Discussion Questions
- Elena chose the CSF functions as the program's structure rather than, say, listing controls by team or by purchase date. What did that structural choice buy, and who besides the board benefits from it?
- Three team members wanted three different Phase 1s, each correct from their seat. Was Dana's reconciliation the right one, or can you defend a different Phase 1? What would you trade off?
- Dana spent real time on slide 4 (the gaps) on purpose. Argue both sides: when, if ever, could emphasizing weaknesses to a board backfire, and how would you mitigate that risk?
- The residual risk ($0.9M) landing just below the appetite ($1.0M) was "the most powerful sentence in the deck." Why is within the board's own appetite so much stronger than a large risk reduction?
- The finance liaison's suggestion to inflate the $6M was refused on both ethical and strategic grounds. Separate the two arguments: which would still hold if inflating the number carried no risk of being caught?
Your Turn
Take an organization you know (your employer, school, or a constructed small business) and run the nine-day sprint in miniature, one page per milestone. (1) Assemble a program-on-a-page under the six CSF functions — even a small org has something under each. (2) List four to six roadmap candidates, estimate risk-reduced and cost, compute the ratios, and phase them, justifying any override. (3) Build a four-part business case with at least one ALE computed from a stated SLE and ARO, ending in one specific ask. (4) Outline an eight-slide board (or "leadership") deck that leads with the ask and owns one real gap. If you cannot make a number traceable, that is the signal to go find the input — exactly as Dana required.
Key Takeaways
- Assembly is placement and connection, not redesign. Every component was built earlier; the value of assembly is coherence — placing each under the CSF function it serves so the whole is legible and any gap is visible.
- Reconciling the three views is the leadership work.
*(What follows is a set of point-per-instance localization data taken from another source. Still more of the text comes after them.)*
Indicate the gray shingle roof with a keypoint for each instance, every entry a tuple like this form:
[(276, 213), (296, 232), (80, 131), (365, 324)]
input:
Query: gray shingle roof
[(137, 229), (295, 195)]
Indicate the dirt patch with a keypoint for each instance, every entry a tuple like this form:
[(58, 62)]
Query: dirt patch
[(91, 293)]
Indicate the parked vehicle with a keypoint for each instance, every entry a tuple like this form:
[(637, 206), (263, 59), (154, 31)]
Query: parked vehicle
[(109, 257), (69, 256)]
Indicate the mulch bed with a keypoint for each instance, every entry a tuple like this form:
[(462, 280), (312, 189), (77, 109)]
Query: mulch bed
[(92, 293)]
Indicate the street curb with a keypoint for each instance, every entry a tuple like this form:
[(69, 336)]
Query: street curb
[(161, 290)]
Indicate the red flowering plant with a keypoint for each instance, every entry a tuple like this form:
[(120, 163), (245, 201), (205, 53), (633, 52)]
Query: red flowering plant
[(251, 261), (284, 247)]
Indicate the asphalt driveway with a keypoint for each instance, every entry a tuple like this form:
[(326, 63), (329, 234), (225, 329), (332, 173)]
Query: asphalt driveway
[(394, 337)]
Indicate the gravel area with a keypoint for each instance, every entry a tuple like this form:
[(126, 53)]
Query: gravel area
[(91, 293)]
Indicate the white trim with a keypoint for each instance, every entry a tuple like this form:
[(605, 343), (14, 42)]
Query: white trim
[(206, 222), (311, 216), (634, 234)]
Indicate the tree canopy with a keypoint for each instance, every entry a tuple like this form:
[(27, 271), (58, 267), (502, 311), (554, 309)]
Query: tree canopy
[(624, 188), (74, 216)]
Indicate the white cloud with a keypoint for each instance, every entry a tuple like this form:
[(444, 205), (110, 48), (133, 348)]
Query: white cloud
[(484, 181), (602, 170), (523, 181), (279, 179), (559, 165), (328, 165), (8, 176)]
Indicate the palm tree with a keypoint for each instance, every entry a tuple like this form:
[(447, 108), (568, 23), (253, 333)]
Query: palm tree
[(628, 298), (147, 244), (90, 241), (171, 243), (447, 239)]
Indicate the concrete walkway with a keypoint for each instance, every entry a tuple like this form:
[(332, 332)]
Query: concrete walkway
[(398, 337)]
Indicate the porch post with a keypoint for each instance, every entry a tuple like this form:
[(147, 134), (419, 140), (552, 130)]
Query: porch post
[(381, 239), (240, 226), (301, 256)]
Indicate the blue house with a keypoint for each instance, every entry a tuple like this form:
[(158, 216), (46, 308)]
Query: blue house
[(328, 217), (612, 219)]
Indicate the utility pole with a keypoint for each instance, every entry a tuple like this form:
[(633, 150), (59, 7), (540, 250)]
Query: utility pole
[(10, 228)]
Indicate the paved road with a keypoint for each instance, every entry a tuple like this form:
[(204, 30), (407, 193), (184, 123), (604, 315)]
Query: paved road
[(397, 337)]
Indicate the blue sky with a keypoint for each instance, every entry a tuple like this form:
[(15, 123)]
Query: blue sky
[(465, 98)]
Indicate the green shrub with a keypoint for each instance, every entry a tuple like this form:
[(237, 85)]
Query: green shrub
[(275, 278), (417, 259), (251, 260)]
The SOC (detection gap), Engineer (dependencies), and GRC (risk-per-cost) each correctly want a different Phase 1; the roadmap is the sequence that respects all three, not a winner among them.
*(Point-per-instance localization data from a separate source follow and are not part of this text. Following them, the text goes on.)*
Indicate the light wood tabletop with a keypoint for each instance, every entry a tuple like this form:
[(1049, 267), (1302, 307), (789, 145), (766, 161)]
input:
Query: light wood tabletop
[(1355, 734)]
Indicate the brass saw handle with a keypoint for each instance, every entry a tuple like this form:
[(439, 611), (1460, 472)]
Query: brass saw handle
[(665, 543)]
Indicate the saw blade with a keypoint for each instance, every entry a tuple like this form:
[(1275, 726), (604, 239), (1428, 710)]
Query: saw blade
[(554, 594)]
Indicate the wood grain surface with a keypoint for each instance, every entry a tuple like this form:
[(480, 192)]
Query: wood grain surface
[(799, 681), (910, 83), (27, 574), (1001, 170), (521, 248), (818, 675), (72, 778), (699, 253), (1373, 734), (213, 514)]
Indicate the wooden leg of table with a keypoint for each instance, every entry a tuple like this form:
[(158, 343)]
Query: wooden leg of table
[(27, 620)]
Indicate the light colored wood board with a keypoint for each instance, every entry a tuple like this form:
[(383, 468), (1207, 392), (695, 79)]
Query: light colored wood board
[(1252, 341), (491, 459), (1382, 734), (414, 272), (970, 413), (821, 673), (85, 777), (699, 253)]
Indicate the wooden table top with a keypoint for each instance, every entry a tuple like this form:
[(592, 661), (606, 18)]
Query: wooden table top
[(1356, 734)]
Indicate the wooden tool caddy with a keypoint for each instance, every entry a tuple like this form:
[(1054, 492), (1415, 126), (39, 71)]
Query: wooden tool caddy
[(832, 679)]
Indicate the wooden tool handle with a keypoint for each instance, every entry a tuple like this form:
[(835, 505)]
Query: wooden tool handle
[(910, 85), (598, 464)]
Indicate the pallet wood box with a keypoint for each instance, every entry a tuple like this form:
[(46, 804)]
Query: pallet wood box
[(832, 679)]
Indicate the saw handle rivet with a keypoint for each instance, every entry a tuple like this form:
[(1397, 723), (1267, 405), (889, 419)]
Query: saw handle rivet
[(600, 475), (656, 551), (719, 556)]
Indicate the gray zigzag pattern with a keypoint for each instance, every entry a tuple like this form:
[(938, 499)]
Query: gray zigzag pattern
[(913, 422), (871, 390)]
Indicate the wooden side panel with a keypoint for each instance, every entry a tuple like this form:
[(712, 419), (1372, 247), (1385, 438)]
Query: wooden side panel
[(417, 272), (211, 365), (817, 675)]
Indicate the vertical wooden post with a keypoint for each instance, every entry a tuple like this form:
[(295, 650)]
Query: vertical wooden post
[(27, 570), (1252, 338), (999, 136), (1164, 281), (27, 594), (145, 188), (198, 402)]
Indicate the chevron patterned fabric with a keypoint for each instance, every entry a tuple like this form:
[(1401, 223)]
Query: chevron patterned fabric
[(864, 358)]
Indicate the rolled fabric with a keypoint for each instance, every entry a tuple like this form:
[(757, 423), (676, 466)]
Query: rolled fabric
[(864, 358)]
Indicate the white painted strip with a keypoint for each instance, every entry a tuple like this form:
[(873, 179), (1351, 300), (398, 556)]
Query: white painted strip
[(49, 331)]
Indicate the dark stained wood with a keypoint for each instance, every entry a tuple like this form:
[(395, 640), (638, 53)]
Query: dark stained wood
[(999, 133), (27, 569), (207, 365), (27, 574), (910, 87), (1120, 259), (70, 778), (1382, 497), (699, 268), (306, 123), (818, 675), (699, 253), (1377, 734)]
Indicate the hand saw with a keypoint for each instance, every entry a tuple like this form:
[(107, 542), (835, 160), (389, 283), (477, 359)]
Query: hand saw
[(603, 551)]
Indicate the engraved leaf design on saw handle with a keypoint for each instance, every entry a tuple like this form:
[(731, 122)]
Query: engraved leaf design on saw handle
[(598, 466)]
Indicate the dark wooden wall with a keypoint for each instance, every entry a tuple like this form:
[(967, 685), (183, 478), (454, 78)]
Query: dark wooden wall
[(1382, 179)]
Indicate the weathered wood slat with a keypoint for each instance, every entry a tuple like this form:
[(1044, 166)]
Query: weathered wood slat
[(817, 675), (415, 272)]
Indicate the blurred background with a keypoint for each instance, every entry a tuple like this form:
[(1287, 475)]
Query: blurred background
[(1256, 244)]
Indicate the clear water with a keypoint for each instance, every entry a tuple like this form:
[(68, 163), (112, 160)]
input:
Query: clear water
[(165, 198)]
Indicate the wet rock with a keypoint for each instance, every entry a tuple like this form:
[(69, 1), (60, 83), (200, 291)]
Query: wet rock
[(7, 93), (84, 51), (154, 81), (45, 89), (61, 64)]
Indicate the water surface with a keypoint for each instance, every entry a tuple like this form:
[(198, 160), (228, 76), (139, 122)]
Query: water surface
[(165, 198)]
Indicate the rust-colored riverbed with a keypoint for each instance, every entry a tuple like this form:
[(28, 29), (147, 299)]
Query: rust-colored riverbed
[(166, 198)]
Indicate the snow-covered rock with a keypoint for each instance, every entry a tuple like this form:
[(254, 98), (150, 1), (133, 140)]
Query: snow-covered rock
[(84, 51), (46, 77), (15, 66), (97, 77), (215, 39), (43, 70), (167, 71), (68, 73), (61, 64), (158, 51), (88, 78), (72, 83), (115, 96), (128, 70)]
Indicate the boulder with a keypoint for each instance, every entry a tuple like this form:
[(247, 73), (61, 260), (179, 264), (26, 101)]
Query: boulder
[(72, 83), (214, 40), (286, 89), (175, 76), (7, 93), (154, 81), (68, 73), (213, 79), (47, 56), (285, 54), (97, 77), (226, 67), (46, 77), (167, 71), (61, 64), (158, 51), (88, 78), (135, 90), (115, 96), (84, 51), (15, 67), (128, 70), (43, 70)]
- The business case runs on traceable ALE, not fear. The "cost of doing nothing" is SLE × ARO on named register rows, every input defensible — because a confident-nonsense number loses the room and an honest one survives it.
- Residual within the board's own appetite is the strongest sentence in the deck. It lets the board own the decision rather than merely approve a request.
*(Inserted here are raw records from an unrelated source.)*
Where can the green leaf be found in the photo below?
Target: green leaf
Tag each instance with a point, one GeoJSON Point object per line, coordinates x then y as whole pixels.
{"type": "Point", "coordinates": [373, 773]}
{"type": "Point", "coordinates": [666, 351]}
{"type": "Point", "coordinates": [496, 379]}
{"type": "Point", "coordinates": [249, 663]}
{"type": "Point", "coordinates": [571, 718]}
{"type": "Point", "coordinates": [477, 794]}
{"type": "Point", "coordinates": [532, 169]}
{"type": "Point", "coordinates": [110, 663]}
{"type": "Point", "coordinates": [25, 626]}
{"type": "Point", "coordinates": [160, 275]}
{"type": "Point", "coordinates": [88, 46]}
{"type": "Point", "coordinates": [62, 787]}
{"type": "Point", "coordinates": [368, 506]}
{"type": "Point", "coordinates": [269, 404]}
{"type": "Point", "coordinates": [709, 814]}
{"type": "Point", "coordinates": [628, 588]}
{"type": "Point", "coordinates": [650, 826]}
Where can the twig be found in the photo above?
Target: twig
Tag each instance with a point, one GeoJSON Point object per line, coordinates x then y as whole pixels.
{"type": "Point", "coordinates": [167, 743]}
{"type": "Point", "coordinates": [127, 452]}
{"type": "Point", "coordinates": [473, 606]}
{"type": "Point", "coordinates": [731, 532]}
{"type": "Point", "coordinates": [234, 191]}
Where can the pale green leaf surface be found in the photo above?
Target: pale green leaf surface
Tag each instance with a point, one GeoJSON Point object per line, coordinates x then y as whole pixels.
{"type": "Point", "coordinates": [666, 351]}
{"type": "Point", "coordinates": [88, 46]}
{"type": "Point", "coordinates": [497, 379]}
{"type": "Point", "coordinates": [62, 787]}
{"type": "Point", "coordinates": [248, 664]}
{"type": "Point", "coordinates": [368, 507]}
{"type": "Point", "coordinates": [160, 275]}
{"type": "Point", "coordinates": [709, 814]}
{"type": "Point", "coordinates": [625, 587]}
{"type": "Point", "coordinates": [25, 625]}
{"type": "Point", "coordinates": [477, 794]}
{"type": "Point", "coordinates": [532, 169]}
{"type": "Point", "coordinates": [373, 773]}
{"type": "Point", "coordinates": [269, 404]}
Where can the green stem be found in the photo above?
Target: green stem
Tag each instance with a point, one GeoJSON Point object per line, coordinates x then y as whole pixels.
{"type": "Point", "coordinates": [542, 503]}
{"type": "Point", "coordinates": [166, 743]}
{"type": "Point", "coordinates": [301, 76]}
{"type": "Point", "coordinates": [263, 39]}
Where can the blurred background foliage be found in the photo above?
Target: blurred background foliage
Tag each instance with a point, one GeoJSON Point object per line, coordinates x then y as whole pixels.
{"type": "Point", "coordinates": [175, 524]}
- Owning the gaps builds confidence. A program presented as flawless signals concealment; naming the weaknesses plainly proves clear sight — especially to an examiner on the board.
- The translation is the job. The program was done days early; the work that won the budget was turning thirty-seven documents into one decision a board could own. That is Meridian's arc from Chapter 1 complete: from one control between a near-miss and disaster to a managed, funded, defensible program.